Pelo menos duas famílias de Camaquã recorreram à Justiça para garantir o tratamento proposto pela médica. O juiz Luís Otávio Braga Schuch, da 1ª Vara Cível de Camaquã, concedeu liminar na segunda-feira aos pedidos, mas fez a ressalva de que Scherer deveria "assumir a responsabilidade pelo tratamento integral do paciente". Além disso, o hospital deveria "proceder a cientificação do paciente e/ou seus familiares de que o tratamento em questão é experimental e não atende os protocolos atuais para Covid-19".
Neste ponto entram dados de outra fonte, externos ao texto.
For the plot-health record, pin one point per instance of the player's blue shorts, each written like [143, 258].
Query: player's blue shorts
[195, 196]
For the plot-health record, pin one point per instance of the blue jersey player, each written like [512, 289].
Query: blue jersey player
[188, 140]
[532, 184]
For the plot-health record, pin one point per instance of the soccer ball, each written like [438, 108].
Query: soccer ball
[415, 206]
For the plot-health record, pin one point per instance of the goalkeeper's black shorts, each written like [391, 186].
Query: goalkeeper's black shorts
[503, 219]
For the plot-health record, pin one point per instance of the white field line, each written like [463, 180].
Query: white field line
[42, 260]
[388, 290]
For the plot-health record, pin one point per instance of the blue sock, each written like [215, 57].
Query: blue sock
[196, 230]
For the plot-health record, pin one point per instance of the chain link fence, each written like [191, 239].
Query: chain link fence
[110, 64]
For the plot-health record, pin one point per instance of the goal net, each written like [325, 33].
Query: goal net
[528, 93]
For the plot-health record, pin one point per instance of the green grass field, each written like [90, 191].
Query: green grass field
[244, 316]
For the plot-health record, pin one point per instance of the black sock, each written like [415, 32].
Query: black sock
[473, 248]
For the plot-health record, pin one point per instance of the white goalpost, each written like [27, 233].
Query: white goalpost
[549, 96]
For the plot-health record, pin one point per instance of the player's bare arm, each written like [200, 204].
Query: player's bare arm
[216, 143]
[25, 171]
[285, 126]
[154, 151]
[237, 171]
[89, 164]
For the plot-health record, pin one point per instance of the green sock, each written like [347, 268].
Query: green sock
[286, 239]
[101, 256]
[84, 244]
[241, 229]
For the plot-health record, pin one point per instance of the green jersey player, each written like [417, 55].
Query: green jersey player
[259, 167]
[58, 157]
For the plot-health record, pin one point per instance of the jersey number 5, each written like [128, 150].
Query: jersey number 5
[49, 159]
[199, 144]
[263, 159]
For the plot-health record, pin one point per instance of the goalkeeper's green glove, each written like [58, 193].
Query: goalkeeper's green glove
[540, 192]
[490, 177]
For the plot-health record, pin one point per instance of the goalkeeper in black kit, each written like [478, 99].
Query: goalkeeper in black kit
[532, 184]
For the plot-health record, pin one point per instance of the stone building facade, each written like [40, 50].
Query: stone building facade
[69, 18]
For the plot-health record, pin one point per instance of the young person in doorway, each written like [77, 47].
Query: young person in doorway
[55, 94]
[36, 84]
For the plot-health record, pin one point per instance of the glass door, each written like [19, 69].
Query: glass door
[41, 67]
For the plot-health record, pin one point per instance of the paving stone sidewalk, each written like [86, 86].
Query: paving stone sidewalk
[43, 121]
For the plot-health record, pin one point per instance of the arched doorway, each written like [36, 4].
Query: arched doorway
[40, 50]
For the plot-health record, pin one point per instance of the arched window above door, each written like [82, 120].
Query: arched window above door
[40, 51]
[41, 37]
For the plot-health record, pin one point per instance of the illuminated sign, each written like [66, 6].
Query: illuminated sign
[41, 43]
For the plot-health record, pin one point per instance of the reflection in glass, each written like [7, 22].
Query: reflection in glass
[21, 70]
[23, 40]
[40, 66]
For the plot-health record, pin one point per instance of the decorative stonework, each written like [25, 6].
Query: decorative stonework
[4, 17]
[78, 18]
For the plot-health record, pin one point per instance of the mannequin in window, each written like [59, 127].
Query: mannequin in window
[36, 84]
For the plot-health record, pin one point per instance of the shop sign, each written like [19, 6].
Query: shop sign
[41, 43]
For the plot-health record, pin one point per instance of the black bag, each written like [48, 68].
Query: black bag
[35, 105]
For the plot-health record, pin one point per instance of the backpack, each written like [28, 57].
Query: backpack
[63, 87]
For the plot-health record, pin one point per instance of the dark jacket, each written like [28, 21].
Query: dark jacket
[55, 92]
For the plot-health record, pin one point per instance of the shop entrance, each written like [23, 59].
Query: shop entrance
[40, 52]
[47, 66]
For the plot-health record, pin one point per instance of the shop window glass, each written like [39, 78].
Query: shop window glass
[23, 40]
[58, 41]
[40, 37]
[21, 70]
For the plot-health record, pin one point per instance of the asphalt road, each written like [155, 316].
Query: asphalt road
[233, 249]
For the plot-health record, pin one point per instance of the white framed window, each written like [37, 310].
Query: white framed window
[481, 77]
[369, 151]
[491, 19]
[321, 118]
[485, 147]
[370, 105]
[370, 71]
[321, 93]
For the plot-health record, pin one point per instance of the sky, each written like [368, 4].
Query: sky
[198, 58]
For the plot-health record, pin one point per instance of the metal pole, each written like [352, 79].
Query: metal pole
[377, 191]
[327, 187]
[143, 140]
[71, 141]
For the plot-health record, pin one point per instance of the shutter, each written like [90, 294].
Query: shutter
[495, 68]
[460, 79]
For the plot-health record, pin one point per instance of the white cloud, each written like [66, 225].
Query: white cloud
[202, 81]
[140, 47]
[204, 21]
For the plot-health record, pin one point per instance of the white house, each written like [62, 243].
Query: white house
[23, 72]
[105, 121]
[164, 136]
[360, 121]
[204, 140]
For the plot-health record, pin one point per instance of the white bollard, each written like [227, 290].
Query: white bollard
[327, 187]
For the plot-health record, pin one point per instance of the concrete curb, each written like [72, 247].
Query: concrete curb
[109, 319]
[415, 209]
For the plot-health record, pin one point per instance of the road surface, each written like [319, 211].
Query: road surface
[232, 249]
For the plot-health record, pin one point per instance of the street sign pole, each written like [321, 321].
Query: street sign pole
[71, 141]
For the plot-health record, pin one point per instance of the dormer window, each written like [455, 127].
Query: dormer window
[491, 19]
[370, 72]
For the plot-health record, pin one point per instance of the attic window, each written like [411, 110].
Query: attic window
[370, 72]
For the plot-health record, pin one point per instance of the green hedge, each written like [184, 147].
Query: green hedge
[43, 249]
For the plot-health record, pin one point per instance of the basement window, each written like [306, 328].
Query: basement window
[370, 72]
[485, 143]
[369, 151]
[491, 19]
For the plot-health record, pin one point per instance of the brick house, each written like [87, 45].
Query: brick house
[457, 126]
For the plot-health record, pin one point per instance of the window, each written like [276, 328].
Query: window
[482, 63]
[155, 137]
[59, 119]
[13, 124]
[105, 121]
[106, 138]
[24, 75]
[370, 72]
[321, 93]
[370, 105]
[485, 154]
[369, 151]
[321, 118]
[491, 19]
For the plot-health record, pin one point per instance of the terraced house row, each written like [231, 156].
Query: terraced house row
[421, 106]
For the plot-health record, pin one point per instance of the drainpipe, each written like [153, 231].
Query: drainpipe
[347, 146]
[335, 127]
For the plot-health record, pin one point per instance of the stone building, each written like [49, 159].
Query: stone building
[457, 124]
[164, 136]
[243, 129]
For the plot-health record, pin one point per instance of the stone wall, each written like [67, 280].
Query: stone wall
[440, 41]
O hospital afirma que a terapia aplicada pela médica Eliane Scherer transcende o que se chama de prescrição off label (quando a indicação do profissional de saúde diverge do que consta na bula do medicamento). “Infelizmente, nesse cenário de desespero, polarização e politicagem, diante de muita pressão da sociedade, permitimos que, via judicial e, de maneira formalizada, os pacientes que desejavam receber essa terapia, assim o fizessem”, aponta a instituição de saúde, destacando esperar que “essa ou qualquer tipo de terapia deve passar por profunda investigação e pesquisa científica antes de ser aplicada”.